In the months that followed everything was dull down to the knives at dinner, so when Mom left and the screen door slammed and shook against the house I didn't care until my father sat down at the kitchen table and cried.

The men in my family do not cry. This is not a personal choice but a biological irregularity, having less to do with tear ducts and more with brain receptors and whiskey. The sight of my father at the table with a sob stuck in his throat like a chicken bone that won't go down brought a strange kind of fear to the surface of my brain, and I realized I did not know what to do. My father defied biology and sat at the table and cried fat tears of shame and humiliation.

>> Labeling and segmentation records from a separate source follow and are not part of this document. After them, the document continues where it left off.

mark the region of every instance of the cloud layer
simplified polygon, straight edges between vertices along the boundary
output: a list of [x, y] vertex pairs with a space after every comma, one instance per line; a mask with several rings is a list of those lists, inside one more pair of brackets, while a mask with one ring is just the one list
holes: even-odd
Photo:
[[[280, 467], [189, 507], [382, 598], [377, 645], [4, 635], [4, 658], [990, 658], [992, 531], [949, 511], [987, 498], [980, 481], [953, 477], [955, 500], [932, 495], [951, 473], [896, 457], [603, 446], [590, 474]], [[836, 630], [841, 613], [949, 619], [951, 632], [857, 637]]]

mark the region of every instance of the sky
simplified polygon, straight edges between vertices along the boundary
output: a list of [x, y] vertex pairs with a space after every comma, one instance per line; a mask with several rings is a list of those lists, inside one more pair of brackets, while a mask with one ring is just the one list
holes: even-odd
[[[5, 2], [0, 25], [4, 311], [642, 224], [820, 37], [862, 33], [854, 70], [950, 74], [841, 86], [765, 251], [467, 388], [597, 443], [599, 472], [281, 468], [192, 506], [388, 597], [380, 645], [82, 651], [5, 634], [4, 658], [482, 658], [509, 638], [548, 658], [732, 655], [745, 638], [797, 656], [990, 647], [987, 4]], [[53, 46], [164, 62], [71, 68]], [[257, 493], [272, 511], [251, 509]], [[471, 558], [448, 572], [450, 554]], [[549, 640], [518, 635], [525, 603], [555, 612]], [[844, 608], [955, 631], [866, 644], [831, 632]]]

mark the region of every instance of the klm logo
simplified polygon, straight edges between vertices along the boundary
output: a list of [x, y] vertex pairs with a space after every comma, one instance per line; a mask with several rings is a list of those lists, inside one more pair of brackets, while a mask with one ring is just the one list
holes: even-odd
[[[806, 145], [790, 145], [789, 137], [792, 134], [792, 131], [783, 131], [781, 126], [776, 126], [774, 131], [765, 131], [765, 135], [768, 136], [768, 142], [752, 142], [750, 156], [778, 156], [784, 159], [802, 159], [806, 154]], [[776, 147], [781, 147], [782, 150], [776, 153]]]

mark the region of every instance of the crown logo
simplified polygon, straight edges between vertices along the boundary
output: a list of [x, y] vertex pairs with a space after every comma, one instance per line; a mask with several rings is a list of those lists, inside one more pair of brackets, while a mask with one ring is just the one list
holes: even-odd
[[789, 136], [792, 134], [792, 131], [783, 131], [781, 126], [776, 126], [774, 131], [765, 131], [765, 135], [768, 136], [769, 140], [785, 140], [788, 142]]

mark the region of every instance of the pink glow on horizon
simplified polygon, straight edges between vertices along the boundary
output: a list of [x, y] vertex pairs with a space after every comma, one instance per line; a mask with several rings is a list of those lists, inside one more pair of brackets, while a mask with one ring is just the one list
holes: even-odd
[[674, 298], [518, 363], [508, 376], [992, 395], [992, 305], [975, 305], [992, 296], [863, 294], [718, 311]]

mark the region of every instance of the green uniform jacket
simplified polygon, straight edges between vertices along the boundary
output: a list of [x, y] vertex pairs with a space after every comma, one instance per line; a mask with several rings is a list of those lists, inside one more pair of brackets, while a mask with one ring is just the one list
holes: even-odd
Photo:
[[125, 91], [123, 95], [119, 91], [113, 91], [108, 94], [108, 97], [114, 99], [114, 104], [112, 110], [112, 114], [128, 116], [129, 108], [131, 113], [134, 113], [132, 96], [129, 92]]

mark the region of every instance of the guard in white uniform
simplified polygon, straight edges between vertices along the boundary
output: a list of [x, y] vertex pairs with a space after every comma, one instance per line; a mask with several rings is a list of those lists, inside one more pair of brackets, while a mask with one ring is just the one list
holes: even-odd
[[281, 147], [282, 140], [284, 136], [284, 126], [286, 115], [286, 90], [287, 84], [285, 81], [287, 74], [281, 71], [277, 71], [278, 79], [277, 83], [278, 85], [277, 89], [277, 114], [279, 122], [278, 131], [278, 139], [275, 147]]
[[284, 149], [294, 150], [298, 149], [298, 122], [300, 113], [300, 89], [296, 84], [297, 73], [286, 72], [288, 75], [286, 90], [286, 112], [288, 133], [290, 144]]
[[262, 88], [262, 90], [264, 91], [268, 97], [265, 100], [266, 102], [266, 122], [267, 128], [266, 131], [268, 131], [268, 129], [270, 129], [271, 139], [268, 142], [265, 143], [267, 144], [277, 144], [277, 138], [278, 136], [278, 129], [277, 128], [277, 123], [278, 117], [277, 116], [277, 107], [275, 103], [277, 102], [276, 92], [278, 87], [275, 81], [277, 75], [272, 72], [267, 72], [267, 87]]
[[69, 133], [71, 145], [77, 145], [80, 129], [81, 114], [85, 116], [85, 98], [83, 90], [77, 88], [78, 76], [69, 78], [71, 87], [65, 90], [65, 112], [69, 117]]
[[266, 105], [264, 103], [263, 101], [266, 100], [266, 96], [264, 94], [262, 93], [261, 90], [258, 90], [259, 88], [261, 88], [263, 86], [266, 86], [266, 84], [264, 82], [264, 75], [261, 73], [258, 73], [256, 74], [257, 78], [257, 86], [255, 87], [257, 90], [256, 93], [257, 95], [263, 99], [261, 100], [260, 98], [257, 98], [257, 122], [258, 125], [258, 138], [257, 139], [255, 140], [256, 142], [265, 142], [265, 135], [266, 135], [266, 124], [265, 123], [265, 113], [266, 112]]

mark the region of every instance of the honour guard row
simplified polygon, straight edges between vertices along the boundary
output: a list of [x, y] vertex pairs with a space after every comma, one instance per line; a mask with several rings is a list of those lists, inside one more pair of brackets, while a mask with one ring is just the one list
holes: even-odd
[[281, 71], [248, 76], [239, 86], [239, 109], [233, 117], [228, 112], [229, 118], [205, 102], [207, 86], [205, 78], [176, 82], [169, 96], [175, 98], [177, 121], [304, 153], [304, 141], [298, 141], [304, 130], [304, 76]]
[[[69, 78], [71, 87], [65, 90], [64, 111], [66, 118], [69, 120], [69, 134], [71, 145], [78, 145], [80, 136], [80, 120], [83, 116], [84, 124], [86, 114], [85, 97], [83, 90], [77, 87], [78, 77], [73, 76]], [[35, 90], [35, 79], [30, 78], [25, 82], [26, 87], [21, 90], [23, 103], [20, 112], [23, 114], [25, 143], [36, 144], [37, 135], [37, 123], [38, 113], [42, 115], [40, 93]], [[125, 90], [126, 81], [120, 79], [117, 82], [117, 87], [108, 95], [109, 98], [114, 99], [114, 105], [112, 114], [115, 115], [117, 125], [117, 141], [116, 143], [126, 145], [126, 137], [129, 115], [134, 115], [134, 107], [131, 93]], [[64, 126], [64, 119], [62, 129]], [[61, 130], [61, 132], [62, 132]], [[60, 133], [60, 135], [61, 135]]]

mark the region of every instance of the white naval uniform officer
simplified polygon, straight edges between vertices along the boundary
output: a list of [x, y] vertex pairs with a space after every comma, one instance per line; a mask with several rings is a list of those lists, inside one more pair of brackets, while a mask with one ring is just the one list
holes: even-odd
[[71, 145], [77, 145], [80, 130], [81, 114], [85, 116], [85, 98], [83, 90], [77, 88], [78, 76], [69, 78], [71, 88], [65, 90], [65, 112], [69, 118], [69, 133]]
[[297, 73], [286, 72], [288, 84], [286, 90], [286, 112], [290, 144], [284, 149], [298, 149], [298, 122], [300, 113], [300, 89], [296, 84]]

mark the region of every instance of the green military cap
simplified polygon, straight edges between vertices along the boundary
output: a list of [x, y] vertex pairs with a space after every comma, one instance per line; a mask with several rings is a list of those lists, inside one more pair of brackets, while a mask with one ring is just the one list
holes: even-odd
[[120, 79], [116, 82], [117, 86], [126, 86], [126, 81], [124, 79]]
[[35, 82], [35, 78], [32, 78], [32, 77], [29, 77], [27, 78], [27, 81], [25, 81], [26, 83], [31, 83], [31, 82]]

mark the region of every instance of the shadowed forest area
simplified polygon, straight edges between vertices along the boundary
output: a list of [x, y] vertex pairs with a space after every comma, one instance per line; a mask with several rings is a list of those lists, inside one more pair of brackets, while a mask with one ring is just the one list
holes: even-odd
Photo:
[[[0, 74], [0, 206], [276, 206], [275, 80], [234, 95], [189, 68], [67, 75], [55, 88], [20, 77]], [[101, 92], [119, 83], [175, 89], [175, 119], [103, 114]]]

His wet eyes shone with embarrassment and failure, his hands trembled as he lit a Lucky Strike on a kitchen match. I remembered after a football game where I had fallen and sprained my ankle, my father dragged me upward and punched my shoulder, called me Pal and brought me a root beer. So I punched his shoulder, light and quick and because he was crying the unfamiliar sting of tears harrassed the backs of my eyes and I punched him harder, each meeting of fist and body asking Why have you betrayed me, Where is my mother, Why are we crying in the stark light of this room with the light swinging and the moon so silent above us? Why do you look at me with failure sketched on you so undeniably written and so obvious?

But my father did not have answers for these questions left unasked at my tongue, he only had tears and the sloppy sounds accompanying them, stupid smoke signals I could not decipher rising from the cigarette perched in his stupid lips.